Persoalan keamanan bukan satu-satunya alasan bagi UEC untuk memberlakukan pelbagai aturan baru dalam pemilu.

Badan pengatur pemilihan umum ini juga menjadikan pandemi Covid-19 sebagai dasar bagi aturan berkampanye.

Pada sejumlah daerah yang dianggap sebagai zona rawan penularan virus corona, kampanye tatap muka hanya boleh dihadiri maksimal 50 orang peserta.

Itupun dengan berbagai aturan mengenai protokol kesehatan, seperti jarak minimal antarpeserta sepanjang 1,8 meter, dan ventilasi yang cukup di ruangan tempat pertemuan.

Aturan tersebut dirilis oleh Ministry of Health and Sports (MoHS) Myanmar pada 7 September 2020, atau sehari sebelum pelaksanaan kampanye.

Namun, pengaturan tidak hanya dilakukan di daerah yang dianggap rawan penularan Covid-19. Kampanye secara umum, turut terdampak.

“Kami hanya diizinkan untuk bertemu 10.000 orang sebulan. Seharusnya kami diizinkan untuk bertemu lebih dari 10.000 pendukung sebulan. Kami juga tidak bisa berkampanye di kamp pengungsi yang ditutup lantaran pembatasan COVID-19,” ujar Seng Nu Pan, kandidat dari Kachin State People’s Party (KSP).

Dengan masa kampanye yang hanya dilakukan selama 60 hari, aturan tersebut dinilai membuat para kandidat kesulitan untuk meraih pendukung.

Terlebih bagi partai yang baru berdiri. Naw Ohn Hla, kandidat dari United Nationalities Democratic Party (UNDP) mengatakan tidak dapat bertemu pendukungnya di beberapa daerah karena pembatasan terkait pandemi yang diberlakukan oleh otoritas pemerintah.

“Saya tidak dapat mengunjungi beberapa kota di pinggiran Yangon. Beberapa pendukung mengundang saya, tetapi saya tidak bisa hadir. Pihak berwenang juga memberi tahu bahwa saya tidak dapat bergabung dengan pendukung saya dalam kampanye pemilu, "katanya.

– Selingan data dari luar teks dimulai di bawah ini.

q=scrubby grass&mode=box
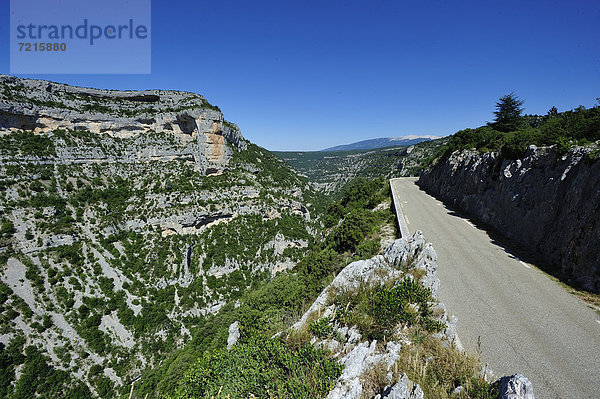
[394,329,498,399]
[333,279,443,340]
[435,102,600,163]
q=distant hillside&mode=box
[275,138,448,194]
[321,135,439,151]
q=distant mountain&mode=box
[321,135,439,151]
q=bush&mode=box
[173,338,343,399]
[334,279,443,340]
[332,209,375,252]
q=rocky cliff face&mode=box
[0,75,246,173]
[0,76,317,397]
[418,144,600,292]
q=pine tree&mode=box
[493,93,524,132]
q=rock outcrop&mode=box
[497,374,535,399]
[0,75,247,174]
[290,231,534,399]
[418,145,600,292]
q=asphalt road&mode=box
[392,178,600,399]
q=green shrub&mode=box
[334,279,443,340]
[173,338,342,399]
[308,317,333,338]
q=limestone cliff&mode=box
[0,75,246,173]
[418,144,600,292]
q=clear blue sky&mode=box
[0,0,600,150]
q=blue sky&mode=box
[0,0,600,150]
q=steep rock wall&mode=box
[0,75,247,174]
[418,146,600,292]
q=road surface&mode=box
[392,178,600,399]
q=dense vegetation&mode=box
[275,138,446,198]
[174,338,342,399]
[437,96,600,161]
[0,130,324,398]
[136,179,394,398]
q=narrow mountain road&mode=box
[392,178,600,399]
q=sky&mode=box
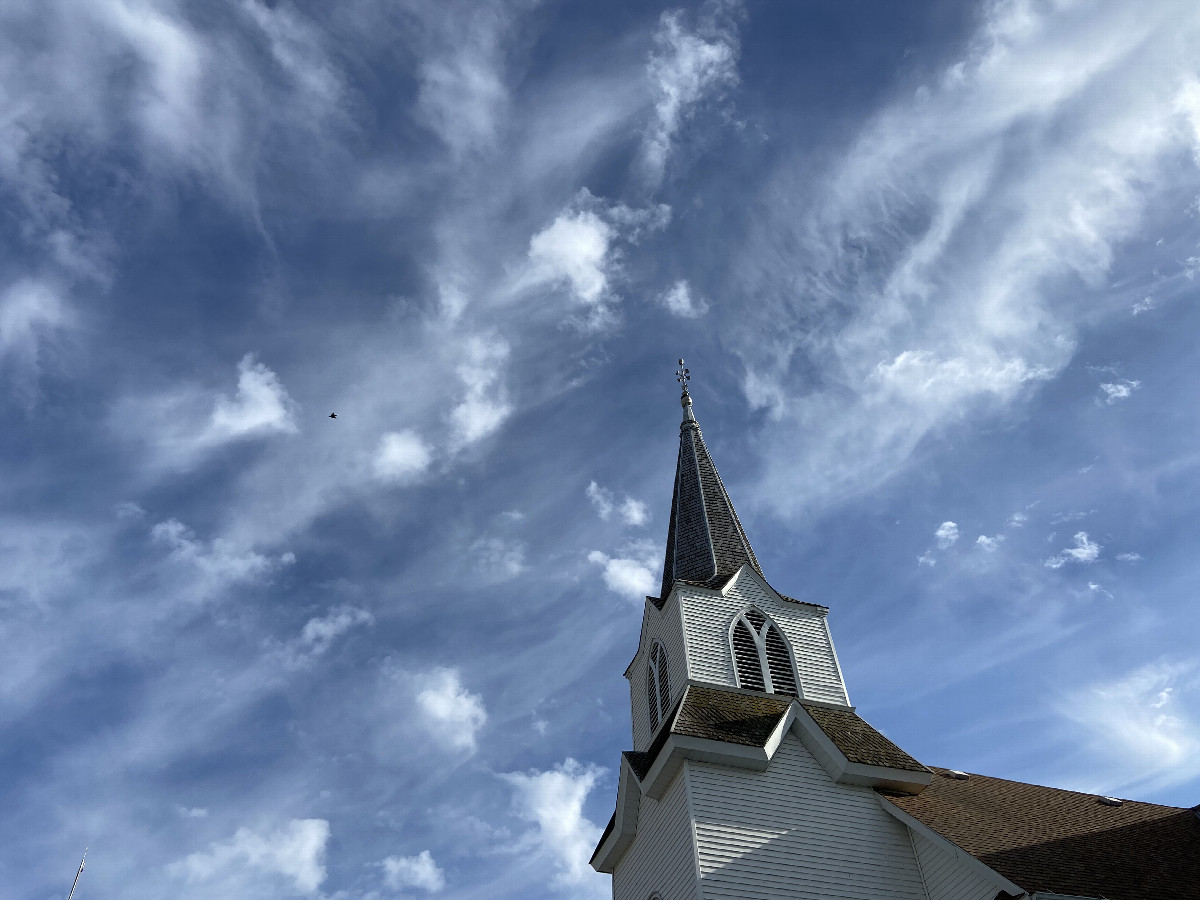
[0,0,1200,900]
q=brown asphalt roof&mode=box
[881,769,1200,900]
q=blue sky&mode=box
[0,0,1200,900]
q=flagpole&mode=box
[67,847,88,900]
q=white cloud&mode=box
[620,497,650,526]
[0,278,72,392]
[658,278,708,319]
[731,2,1195,512]
[210,353,298,439]
[584,481,613,520]
[934,522,959,550]
[588,544,658,600]
[114,500,146,522]
[584,481,650,526]
[516,188,671,328]
[379,850,446,894]
[875,350,1051,403]
[300,606,374,653]
[168,818,329,896]
[450,336,512,450]
[415,668,487,752]
[1100,380,1141,406]
[150,518,295,589]
[470,538,526,581]
[407,0,514,156]
[641,10,738,187]
[1045,532,1103,569]
[503,758,610,898]
[976,534,1004,553]
[373,428,433,482]
[1062,660,1200,790]
[528,210,613,305]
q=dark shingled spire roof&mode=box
[659,374,762,601]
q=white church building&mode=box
[592,360,1200,900]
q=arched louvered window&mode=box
[646,641,671,731]
[730,606,800,697]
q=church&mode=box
[592,360,1200,900]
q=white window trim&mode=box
[728,604,804,700]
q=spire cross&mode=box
[676,359,696,425]
[676,359,691,397]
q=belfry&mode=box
[592,360,1200,900]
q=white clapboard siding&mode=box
[912,833,998,900]
[679,572,848,703]
[688,734,925,900]
[612,767,697,900]
[629,601,688,750]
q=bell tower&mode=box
[592,359,932,900]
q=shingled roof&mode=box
[884,769,1200,900]
[624,684,928,779]
[802,703,929,772]
[659,392,762,600]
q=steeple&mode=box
[659,360,762,602]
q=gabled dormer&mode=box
[625,368,850,751]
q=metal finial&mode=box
[676,359,691,396]
[676,359,696,424]
[67,847,88,900]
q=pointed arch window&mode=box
[646,641,671,731]
[730,606,800,697]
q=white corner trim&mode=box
[821,612,852,706]
[875,794,1028,898]
[642,734,770,800]
[592,756,642,875]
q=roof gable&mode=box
[887,769,1200,900]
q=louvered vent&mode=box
[733,610,767,691]
[655,644,671,715]
[646,641,671,731]
[646,664,662,731]
[766,625,799,697]
[730,606,800,697]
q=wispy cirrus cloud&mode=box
[1062,660,1200,793]
[1045,532,1103,569]
[731,2,1195,512]
[640,2,740,188]
[168,818,330,895]
[503,757,611,900]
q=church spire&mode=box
[660,360,762,601]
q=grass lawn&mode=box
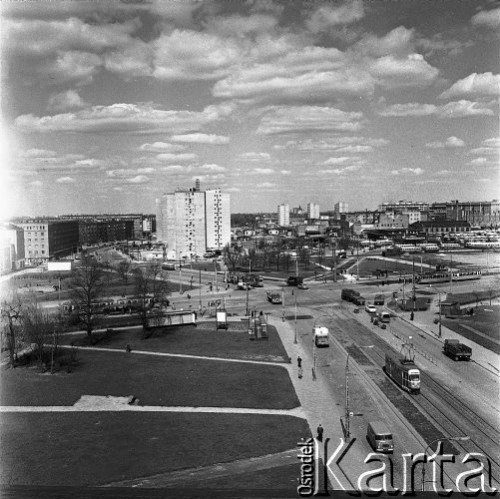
[0,412,310,486]
[61,321,289,362]
[0,350,299,409]
[186,464,300,497]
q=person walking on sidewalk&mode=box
[316,423,323,442]
[297,355,302,378]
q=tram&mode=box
[385,352,420,394]
[415,270,481,284]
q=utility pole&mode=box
[333,239,337,282]
[345,354,351,439]
[438,292,441,338]
[450,251,453,295]
[198,269,201,312]
[293,292,297,344]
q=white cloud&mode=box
[47,90,87,111]
[279,135,390,153]
[379,100,494,119]
[139,142,186,152]
[438,100,494,118]
[391,168,424,175]
[306,0,364,33]
[19,149,57,158]
[369,54,439,88]
[56,177,76,184]
[439,72,500,99]
[248,168,276,175]
[197,164,227,172]
[471,7,500,29]
[351,26,415,57]
[323,156,354,165]
[379,102,437,116]
[170,133,229,145]
[153,29,242,80]
[156,152,198,161]
[425,136,465,149]
[236,152,271,161]
[257,106,363,135]
[126,175,149,184]
[469,158,488,166]
[15,103,233,133]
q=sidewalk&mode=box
[269,316,366,490]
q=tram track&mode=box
[320,309,500,483]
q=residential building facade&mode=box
[278,204,290,227]
[307,203,319,220]
[15,219,79,266]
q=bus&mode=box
[385,352,420,394]
[366,421,394,454]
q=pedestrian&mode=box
[316,423,323,442]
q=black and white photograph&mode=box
[0,0,500,499]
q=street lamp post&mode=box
[438,293,441,338]
[293,292,297,344]
[422,435,470,492]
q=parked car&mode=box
[365,303,377,314]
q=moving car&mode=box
[365,303,377,314]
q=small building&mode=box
[441,300,461,317]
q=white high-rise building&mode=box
[278,204,290,227]
[205,189,231,250]
[307,203,319,220]
[335,201,349,219]
[157,182,231,259]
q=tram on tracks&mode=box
[385,352,420,394]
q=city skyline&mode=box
[0,0,500,217]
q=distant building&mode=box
[157,182,231,258]
[378,201,429,213]
[205,188,231,250]
[15,219,79,265]
[307,203,319,220]
[0,225,24,274]
[334,201,349,220]
[278,204,290,227]
[410,220,471,237]
[446,199,500,227]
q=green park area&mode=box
[0,412,309,486]
[61,320,289,362]
[0,322,310,490]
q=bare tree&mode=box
[21,295,58,366]
[70,257,104,340]
[133,261,170,329]
[117,260,132,285]
[0,294,23,367]
[222,244,243,272]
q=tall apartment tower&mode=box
[157,181,231,259]
[205,189,231,250]
[278,204,290,227]
[307,203,319,220]
[334,201,349,219]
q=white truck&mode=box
[313,326,330,347]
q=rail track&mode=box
[329,309,500,484]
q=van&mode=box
[366,421,394,454]
[377,310,391,323]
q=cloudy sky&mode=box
[0,0,500,216]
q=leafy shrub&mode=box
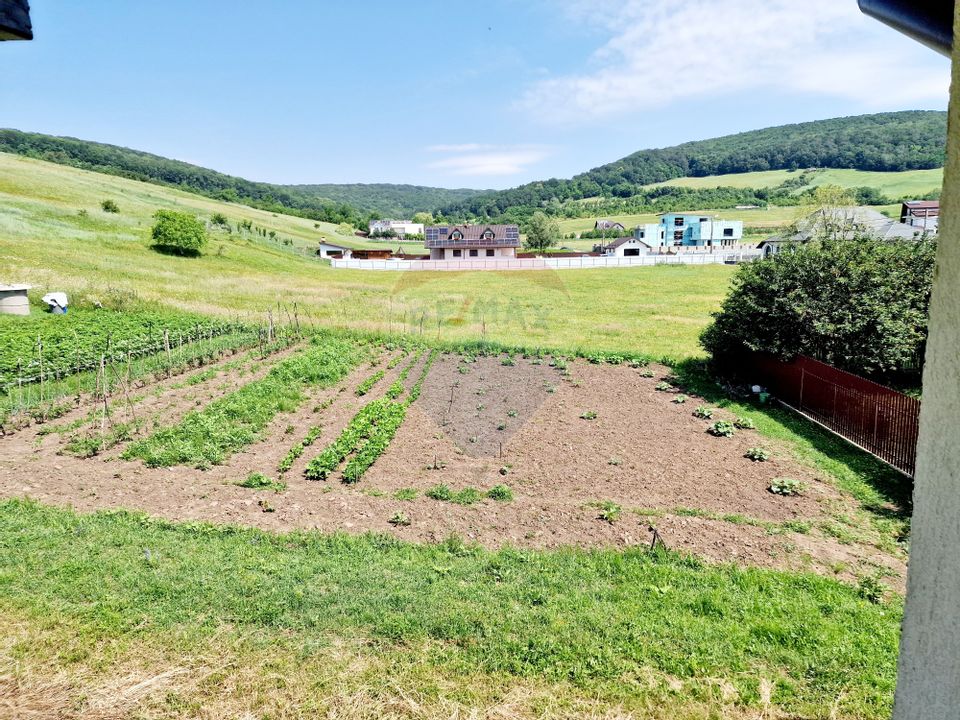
[707,420,735,437]
[150,210,207,256]
[700,231,936,375]
[770,478,807,495]
[487,484,513,502]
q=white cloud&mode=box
[427,143,550,175]
[519,0,950,122]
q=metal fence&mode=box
[751,354,920,476]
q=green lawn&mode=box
[0,501,902,719]
[0,154,733,357]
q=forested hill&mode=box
[444,110,947,217]
[283,183,484,219]
[0,130,481,219]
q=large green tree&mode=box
[150,210,207,255]
[523,211,560,250]
[701,229,935,376]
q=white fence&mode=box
[330,250,763,271]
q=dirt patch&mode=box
[0,353,905,587]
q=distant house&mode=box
[593,220,625,232]
[424,225,520,260]
[757,207,936,257]
[900,200,940,233]
[603,235,651,257]
[317,240,353,260]
[634,213,743,248]
[367,220,423,239]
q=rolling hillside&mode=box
[0,129,481,219]
[444,111,946,217]
[0,153,733,357]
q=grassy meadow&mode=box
[0,153,733,357]
[0,154,909,720]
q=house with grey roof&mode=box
[424,225,520,260]
[757,207,936,257]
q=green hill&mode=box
[444,110,947,217]
[0,129,482,221]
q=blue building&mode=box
[634,212,743,248]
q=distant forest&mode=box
[0,130,481,227]
[442,110,947,218]
[0,110,947,229]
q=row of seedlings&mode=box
[304,350,437,484]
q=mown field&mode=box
[0,154,733,357]
[0,150,909,719]
[0,333,905,718]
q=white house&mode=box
[317,240,353,260]
[603,237,650,257]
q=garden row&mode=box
[123,333,368,467]
[304,350,437,483]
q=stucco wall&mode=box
[894,12,960,720]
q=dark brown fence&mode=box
[752,354,920,476]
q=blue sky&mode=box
[0,0,949,188]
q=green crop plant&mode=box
[277,425,323,475]
[707,420,736,437]
[743,447,770,462]
[487,483,513,502]
[234,472,287,492]
[123,336,365,467]
[354,370,387,397]
[769,478,807,495]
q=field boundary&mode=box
[330,250,763,272]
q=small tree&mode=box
[700,228,936,376]
[524,210,560,250]
[150,210,207,256]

Di tengah pembatasan berkerumun, pada sore hari setelah pencoblosan selesai, ratusan pendukung National League for Democracy (NLD) justru berkumpul di kantor pusat mereka di Yangon untuk merayakan kemenangan.

Direktur The People’s Alliance for Credible Elections (PACE) Sai Ye Kyaw Swar Myint menyebut, pembatasan kampanye membuat banyak partai tak punya kesempatan untuk memperkenalkan diri mereka di tengah berbagai pembatasan kampanye.

Di lain sisi, mengutip riset yang dipublikasikan PACE, ia menyebut hanya sedikit partai yang dikenal luas di Myanmar.

“Popularitas masih menjadi hal penting. Saya pikir popularitas NLD masih menjadi faktor kunci dalam pemilu ini,” ujarnya.

Kematian politikus

SEGENDANG sepenarian, elite politik Indonesia juga memunyai penilaian yang sama seperti politikus Myanmar.

Menkopolhukam Mahfud MD misalnya, jauh sebelum pemungutan suara pilkada serentak dilakukan, sudah menegaskan pandemi covid-19 tidak erat terkait politik kontestasi tersebut.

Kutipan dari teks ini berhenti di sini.